Zudem waren die Ämter als Folge der Pandemie zeitweise geschlossen und ich konnte wichtige Unterlagen nicht besorgen. Das führte dazu, dass ich die Rechnungen nicht mehr bezahlen konnte, da diese auf den Namen meines Mannes lauteten und ich nicht beweisen konnte, dass wir verheiratet waren. Ich war verunsichert, begann, unter Panikattacken zu leiden, und fiel in eine Depression. Ich traute mich kaum mehr, das Haus zu verlassen, und isolierte mich mehr und mehr. Ich war am Ende meiner Kräfte und verlor den Boden unter den Füssen. Gut ein Jahr nach dem Tod meines Mannes holte mich mein Bruder nach einem Hilferuf meinerseits zurück in die Schweiz. Bis auf wenige Habseligkeiten liess ich alles zurück. Ich nahm nur drei Taschen mit Kleidern und den wichtigsten Dokumenten mit. Ich wollte nur noch weg.
Der Weg zur Heilsarmee
Mein Bruder nahm mich vorübergehend bei sich auf. Dank seiner Bekanntschaft mit einer Mitarbeiterin der Sozialberatung kam ich in Kontakt mit der Heilsarmee in Biel. Ich hatte Tschechien fluchtartig verlassen und alles ungeklärt zurückgelassen. Ich war mit der Situation komplett überfordert und gesundheitlich angeschlagen.

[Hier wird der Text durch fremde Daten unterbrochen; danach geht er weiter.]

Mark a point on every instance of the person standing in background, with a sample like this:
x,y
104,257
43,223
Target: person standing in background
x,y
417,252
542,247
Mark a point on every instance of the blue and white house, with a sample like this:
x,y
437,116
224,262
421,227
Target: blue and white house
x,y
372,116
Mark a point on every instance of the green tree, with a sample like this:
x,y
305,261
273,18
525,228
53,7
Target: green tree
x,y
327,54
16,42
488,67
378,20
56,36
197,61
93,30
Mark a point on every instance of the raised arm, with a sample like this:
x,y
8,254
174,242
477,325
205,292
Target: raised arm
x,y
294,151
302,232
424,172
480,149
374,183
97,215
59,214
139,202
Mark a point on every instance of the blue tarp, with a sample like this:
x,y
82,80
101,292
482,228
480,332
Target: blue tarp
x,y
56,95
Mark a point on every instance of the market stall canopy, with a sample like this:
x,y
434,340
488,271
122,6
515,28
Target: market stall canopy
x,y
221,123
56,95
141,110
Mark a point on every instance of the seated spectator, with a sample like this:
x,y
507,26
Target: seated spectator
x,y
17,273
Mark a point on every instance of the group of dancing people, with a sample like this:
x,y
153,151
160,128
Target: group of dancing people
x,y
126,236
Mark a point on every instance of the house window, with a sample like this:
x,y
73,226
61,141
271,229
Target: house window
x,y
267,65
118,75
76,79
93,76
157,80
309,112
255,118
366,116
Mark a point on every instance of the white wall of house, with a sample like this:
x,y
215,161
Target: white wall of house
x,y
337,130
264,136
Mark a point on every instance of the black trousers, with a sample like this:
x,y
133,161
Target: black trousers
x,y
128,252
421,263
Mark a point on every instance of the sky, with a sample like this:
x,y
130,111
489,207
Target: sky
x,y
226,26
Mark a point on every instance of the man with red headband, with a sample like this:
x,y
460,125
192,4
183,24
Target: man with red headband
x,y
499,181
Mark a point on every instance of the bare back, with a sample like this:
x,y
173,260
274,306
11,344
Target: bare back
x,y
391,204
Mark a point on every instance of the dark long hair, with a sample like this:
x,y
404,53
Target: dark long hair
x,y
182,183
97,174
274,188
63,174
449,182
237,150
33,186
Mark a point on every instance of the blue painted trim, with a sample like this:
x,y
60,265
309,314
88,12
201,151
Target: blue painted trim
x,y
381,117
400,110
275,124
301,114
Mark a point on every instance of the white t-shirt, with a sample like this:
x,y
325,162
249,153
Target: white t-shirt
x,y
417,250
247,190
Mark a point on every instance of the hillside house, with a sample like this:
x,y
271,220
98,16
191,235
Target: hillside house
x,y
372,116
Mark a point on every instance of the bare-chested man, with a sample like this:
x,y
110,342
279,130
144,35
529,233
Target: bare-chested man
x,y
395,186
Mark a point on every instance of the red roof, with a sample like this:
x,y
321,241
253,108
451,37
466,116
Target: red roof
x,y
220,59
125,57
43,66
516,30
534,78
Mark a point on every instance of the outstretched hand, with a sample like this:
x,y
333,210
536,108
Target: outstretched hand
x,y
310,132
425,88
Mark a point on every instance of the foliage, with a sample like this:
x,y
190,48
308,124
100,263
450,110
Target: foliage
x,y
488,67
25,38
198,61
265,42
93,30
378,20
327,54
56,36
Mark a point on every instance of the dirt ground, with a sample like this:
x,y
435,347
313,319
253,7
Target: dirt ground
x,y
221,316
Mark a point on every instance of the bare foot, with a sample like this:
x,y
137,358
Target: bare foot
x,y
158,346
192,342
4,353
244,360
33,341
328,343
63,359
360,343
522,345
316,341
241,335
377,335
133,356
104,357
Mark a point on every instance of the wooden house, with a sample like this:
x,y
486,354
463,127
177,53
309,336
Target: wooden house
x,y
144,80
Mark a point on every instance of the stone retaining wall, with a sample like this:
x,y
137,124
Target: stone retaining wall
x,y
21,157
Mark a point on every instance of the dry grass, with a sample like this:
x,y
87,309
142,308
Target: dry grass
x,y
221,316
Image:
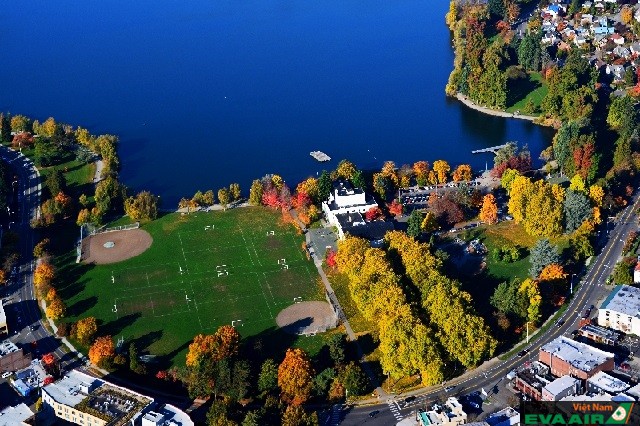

Aufgrund meines Gesundheitszustands fürchtete ich, dass ich plötzlich auf Hilfe angewiesen sein könnte. Daher war ich auf der Suche nach einer Alterswohnung. Die Sozialberatung vermittelte mich ans Passantenheim, wo ich vorübergehend einen sicheren Zufluchtsort fand. Während meines sechsmonatigen Aufenthalts konnte ich mich von den vergangenen Strapazen erholen und einen grossen Teil meiner Angelegenheiten regeln.
Ein neues Zuhause
Die Heilsarmee half mir auch dabei, hier wieder Fuss zu fassen. Dank der Unterstützung der Sozialberatung konnte ich in eine Alterswohnung mit einem 24-Stunden-Notfall ziehen. Hier fühle ich mich sicher. Ich geniesse die Zeit zu Hause mit einem guten Buch und auch die Besuche und Ausflüge mit meinem Bruder oder einer guten Freundin. Zudem habe ich in der Alterssiedlung eine Gruppe gefunden, in der wir gemeinsam spielen, uns Geschichten von früher erzählen und zusammen gelegentlich etwas unternehmen.
Auch wenn ich ab und zu immer noch unter Angstzuständen leide, geht es mir im Allgemeinen viel besser. Ich lebe viel bewusster, erfreue mich an kleinen Dingen und versuche, positiv zu denken. Wichtig ist, dass man nicht aufgibt und immer versucht, das Beste aus der Situation zu machen.»
Unterkunft für wohnungs- und obdachbedürftige Menschen
Im Passantenheim Biel finden in Wohn-Not geratene Menschen ein vorübergehendes Zuhause für maximal sechs Monate. Die Einrichtung verfügt über insgesamt 25 Plätze und richtet sich an wohnungs- und obdachbedürftige Frauen und Männer ab 18 Jahren.